Ollama keeps recently used models in RAM for a few minutes by default, so switching back and forth between two or three models is nearly instant. For long-running setups, use ollama ps to check memory pressure.

Using the HTTP API

This is where Ollama becomes genuinely useful for developers. When the Ollama daemon is running, it exposes a REST API on http://localhost:11434 that any HTTP client can hit — curl, Postman, Python, JavaScript, Go, whatever.

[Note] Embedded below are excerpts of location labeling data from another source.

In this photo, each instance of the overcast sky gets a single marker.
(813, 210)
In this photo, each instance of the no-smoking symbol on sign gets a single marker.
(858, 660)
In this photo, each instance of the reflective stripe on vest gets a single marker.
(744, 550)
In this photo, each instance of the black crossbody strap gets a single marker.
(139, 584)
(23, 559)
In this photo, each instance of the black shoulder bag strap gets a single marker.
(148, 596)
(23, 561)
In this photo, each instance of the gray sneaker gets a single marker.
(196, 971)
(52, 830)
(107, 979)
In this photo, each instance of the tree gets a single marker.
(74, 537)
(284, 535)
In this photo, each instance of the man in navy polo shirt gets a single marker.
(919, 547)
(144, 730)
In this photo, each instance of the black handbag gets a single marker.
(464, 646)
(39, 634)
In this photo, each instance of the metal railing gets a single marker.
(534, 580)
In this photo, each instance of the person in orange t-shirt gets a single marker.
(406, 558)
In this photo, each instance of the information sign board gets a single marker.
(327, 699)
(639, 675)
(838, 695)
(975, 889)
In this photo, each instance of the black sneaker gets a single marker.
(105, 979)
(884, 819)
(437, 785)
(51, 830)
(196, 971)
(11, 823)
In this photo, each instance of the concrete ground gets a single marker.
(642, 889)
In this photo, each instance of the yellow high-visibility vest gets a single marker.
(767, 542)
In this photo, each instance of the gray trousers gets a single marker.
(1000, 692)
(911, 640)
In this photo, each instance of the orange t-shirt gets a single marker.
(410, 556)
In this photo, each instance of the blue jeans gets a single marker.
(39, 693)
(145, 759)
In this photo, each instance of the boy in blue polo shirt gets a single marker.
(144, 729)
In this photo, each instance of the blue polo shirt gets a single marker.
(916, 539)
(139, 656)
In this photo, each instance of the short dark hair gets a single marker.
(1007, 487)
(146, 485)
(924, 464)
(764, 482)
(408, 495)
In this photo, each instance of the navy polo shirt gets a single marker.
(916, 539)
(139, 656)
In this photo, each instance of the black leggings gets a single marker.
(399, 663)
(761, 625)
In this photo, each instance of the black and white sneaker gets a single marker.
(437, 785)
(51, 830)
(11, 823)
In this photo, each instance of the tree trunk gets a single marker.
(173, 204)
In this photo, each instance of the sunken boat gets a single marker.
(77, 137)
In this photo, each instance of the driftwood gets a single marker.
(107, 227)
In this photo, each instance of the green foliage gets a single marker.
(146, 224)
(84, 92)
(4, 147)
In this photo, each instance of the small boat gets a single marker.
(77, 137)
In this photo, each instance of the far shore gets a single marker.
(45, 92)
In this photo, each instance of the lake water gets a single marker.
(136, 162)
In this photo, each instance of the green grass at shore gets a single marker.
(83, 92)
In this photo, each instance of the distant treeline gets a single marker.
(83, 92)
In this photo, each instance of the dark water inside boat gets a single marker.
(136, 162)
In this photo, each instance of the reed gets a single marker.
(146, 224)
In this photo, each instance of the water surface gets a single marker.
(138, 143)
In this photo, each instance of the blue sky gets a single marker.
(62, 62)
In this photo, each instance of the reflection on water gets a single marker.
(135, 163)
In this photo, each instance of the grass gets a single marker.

If the server is not running, start it manually:

ollama serve

Quick Test with curl

curl http://localhost:11434/api/chat -d '{
  "model": "llama3.2",
  "messages": [
    { "role": "user", "content": "Why is the sky blue?" }
  ],
  "stream": false
}'

You will get a JSON response with the model’s full answer. Setting "stream": true streams tokens as they are generated — ideal for chat UIs where you want text to appear word by word.

Python Integration

Ollama ships with an official Python SDK that wraps the HTTP API cleanly. Install it with pip:

pip install ollama

Basic Chat Example

from ollama import chat

response = chat(
    model='llama3.2',
    messages=[
        {'role': 'user', 'content': 'Explain Docker in 3 sentences'}
    ]
)

print(response.message.content)

Streaming Responses

For real-time output in chatbots or CLIs, stream the response token by token:

from ollama import chat

stream = chat(
    model='llama3.2',
    messages=[{'role': 'user', 'content': 'Write a haiku about Python'}],
    stream=True
)

for chunk in stream:
    print(chunk['message']['content'], end='', flush=True)

OpenAI-Compatible Mode

One of Ollama’s best 2026 features: it speaks the OpenAI API protocol. If you already have code built for OpenAI, you can point it at Ollama by changing two lines:

from openai import OpenAI

client = OpenAI(
    api_key='ollama',                       # dummy key, not checked
    base_url='http://localhost:11434/v1'    # point at local Ollama
)

response = client.chat.completions.create(
    model='llama3.2',
    messages=[
        {'role': 'user', 'content': 'Hello, how are you?'}
    ]
)

print(response.choices[0].message.content)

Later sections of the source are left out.